Autonomic and Metabolic Stress Response:

  • Chronic sympathetic dominance ("fight or flight").
  • Increased lactate production and metabolic dysfunction.
  • Compensatory increase in hematocrit (B-ERV) and MCHC to improve oxygenation.
  • Alkalosis causes a compensatory decrease in blood bicarbonate concentration.
  • Electrolyte disturbances, including low ionized potassium and calcium.
  • Impact on the renin-angiotensin-aldosterone system (RAAS) → Blood pressure dysregulation and sodium/potassium imbalances.

Heart and Circulation:

  • Oxygen deficiency (Bohr effect) leads to:
    • Compensatory increased blood pressure.
    • Stress and low carbon dioxide levels cause vasoconstriction.
    • Increased heart strain, impaired oxygen supply to the heart muscle, and sleep deprivation.
    • Risk of left ventricular hypertrophy.
    • Further reinforced sympathetic overactivity.
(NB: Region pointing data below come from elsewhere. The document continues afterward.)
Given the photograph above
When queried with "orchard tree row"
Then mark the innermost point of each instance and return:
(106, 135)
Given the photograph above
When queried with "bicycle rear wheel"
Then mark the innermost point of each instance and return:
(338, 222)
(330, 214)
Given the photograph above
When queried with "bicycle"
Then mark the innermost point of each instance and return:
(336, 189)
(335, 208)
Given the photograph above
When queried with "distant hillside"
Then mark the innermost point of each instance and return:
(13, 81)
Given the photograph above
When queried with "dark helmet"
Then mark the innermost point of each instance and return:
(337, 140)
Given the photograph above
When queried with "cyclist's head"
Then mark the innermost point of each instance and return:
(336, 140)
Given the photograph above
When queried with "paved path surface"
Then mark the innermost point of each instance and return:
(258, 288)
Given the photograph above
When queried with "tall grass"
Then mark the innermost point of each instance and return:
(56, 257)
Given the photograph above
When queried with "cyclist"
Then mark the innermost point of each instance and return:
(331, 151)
Neurological and Cognitive Impact:

  • Reduced cerebral perfusion → Impaired oxygen delivery to the brain.
  • Sleep problems, reduced deep sleep, and increased beta-amyloid accumulation.
  • Increased risk of neurodegeneration and cognitive impairment.
  • Mitochondrial dysfunction → Fatigue and brain fog.
  • Impact on dopamine and serotonin balance → Increased risk of depression and anxiety.

Long-Term Systemic Complications:

  • Chronic inflammation and oxidative stress.
  • Weakened immune system → Increased susceptibility to infections (e.g., pneumonia).
  • Higher risk of heart attack, stroke, and other circulatory diseases.
  • Impaired gastrointestinal function → Reduced motility and nutrient absorption.
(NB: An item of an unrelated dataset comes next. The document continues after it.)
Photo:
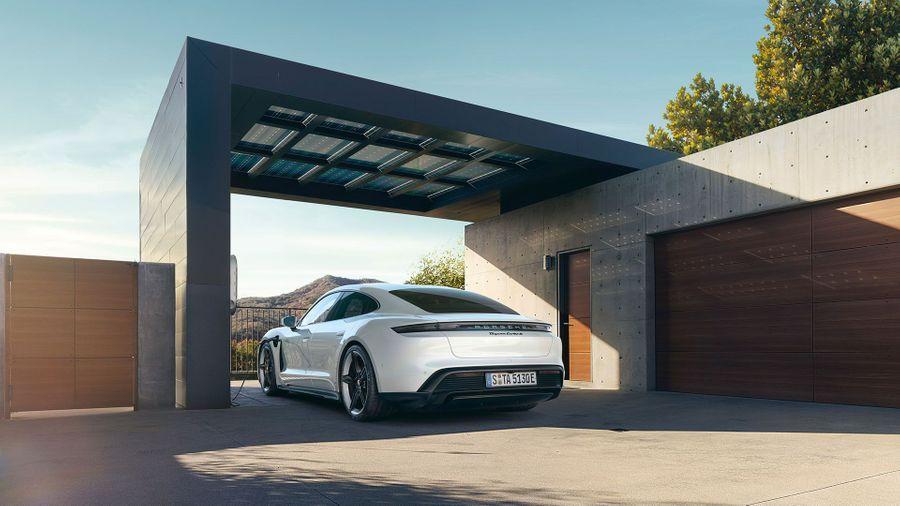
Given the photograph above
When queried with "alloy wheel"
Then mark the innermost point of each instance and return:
(355, 382)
Quality of Life and Social Consequences:

  • Severe impairment of functional ability.
  • Social isolation and loss of relationships.
  • Increased risk of suicide, statistically highest in years 1–2 after ENS onset and years 4–8.
  • Inability to work and premature aging.
  • Loss of career and colleagues.
  • Financial ruin – Poverty.

Potential Nocturnal Hypoventilation in ENS

In ENS, breathing regulation is disrupted, typically leading to hyperventilation. However, in some cases, nocturnal hypoventilation can occur, meaning inadequate ventilation of the lungs, resulting in excessive carbon dioxide buildup in the blood.

During sleep, breathing depth naturally decreases due to lower metabolic activity, reduced diaphragm movement, and altered central breathing regulation. In individuals with ENS, these normal changes may be exacerbated by the lack of nasal airway resistance and other physiological factors, further disrupting the breathing pattern at night.
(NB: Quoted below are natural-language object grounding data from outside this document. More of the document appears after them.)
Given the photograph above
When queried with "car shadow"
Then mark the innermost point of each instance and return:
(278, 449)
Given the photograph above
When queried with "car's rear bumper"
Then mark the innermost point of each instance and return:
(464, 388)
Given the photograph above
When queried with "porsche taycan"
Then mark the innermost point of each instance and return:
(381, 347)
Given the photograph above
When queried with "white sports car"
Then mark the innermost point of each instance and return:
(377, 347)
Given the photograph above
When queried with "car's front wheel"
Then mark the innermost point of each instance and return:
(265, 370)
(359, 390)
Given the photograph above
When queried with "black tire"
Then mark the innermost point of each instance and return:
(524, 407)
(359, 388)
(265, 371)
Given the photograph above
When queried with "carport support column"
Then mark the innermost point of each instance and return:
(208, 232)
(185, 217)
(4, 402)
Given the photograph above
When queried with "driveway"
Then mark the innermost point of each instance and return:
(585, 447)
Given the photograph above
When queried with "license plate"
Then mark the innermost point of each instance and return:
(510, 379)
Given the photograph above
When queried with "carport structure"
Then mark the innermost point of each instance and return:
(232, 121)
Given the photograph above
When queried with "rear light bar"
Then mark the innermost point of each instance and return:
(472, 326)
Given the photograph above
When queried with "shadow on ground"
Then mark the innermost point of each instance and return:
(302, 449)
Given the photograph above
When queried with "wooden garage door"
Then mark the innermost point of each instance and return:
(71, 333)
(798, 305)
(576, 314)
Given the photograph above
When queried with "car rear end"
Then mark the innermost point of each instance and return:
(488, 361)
Possible Causes of Nocturnal Hypoventilation:

  • Reduced intrathoracic pressure → Decreased airway resistance can affect pressure conditions in the chest, impairing lung expansion.
  • Reduced intra-abdominal pressure → Impact on diaphragm movement can lead to reduced stability and inefficient breathing.
  • Impaired lung expansion → Reduced diaphragm resistance (air resistance) during inhalation can result in shallower breaths, especially during sleep.
  • Premature lung collapse during exhalation due to lack of nasal resistance → Normally, nasal resistance creates a certain backpressure during exhalation, helping keep airways open longer and maintaining optimal gas exchange. In ENS, the absence of this resistance can lead to faster lung emptying and potentially premature collapse of smaller airways (atelectasis), reducing the time required for effective carbon dioxide clearance and alveolar gas exchange.